Deixo, aqui, um conselho a europeus, norte-americanos, latino-americanos, russos, africanos e árabes: esqueçam o inglês. Peçam a seus filhos e netos que comecem, desde já, a estudar mandarim e indiano.

E, conclui a reportagem da "The Economist": de cada quatro produtos fabricados no mundo um é chinês e de cada oito um é indiano. Em 2050, o PIB chinês deverá ultrapassar o PIB americano, que hoje é de US$ 7,5 trilhões.

Moral da história: a língua da globalização econômica não é o inglês, como acreditam os americanos, mas o mandarim.
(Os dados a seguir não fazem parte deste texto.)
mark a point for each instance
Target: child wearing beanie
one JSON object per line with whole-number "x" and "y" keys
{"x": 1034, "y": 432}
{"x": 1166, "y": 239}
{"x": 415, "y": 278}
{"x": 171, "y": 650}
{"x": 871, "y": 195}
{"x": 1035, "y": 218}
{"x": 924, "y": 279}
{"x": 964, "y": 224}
Talvez, por isso, os chineses pareçam estar sempre sorrindo enigmaticamente para seus interlocutores. É o sorriso do dragão!

Quanto à segunda reportagem, que trata do excedente de US$ dois trilhões, nas economias asiáticas, para investimentos em qualquer lugar do mundo, a revista calcula que a metade desse montante será aplicada na China, no Japão, na Indonésia e na Índia, ou seja, não sairá do continente asiático. A outra metade irá para a Europa Ocidental e para os Estados Unidos.

"É óbvio", conclui o articulista, "que se Brasil e Argentina tivessem governos, capazes de transformar suas potencialidades em oportunidades de negócios, pelo menos um trilhão de dólares seriam investidos nesses dois países".

Para encerrar, vou contar uma anedota, muito em moda, nos círculos acadêmicos e empresariais londrinos. Um dia, Deus amanheceu chateado com os seguidos desmandos dos políticos dos principais países da Terra. Chamou toda a corte celestial de conselheiros e, em tom grave, anunciou-lhes: "Convoquem uma reunião com os principais líderes mundiais para amanhã". E assim foi feito.

Sem meias palavras, Deus foi taxativo: "Chamei vocês todos para lhes dizer que resolvi acabar com tudo. Em 24 horas, toda a criação na Terra será destruída. Avisem seus governados para que se preparem. É só".

Desolados, os líderes voltaram a seus países e convocaram redes de rádio e de tevê para anunciar a decisão divina.

O primeiro foi Bush. Ele disse aos americanos que tinha duas noticias, uma boa e outra ruim. A boa: "Deus existe, estive com ele, embora nós já soubéssemos disso por meio de informes secretos da CIA. A ruim: em 24 horas, o sonho americano terá acabado".

O segundo foi Fidel Castro. "Tenho duas notícias ruins para vocês", anunciou "El Comandante": "a primeira é que Deus existe, eu mesmo estive com ele; e a segunda é que, em 24 horas," nossa revolução socialista não existirá mais".

O terceiro foi Lula. Emocionado, disse, em tom solene, pela tevê: "Companheiros e companheiras: tenho duas ótimas notícias para vocês. A primeira é que eu sou enviado de Deus. E a segunda é que, em razão disso, todo o programa do PT, a começar pelo fim da miséria e do desemprego, será cumprido, nas próximas 24 horas".


(*) Kenneth Goodson é Ph.D. em antropologia urbana por Oxford, brasilianista e autor de diversos ensaios, dentre os quais "O Futuro Sorri Amarelo".
(**) Colaborou neste artigo o correspondente e diplomata chinês Lin Py.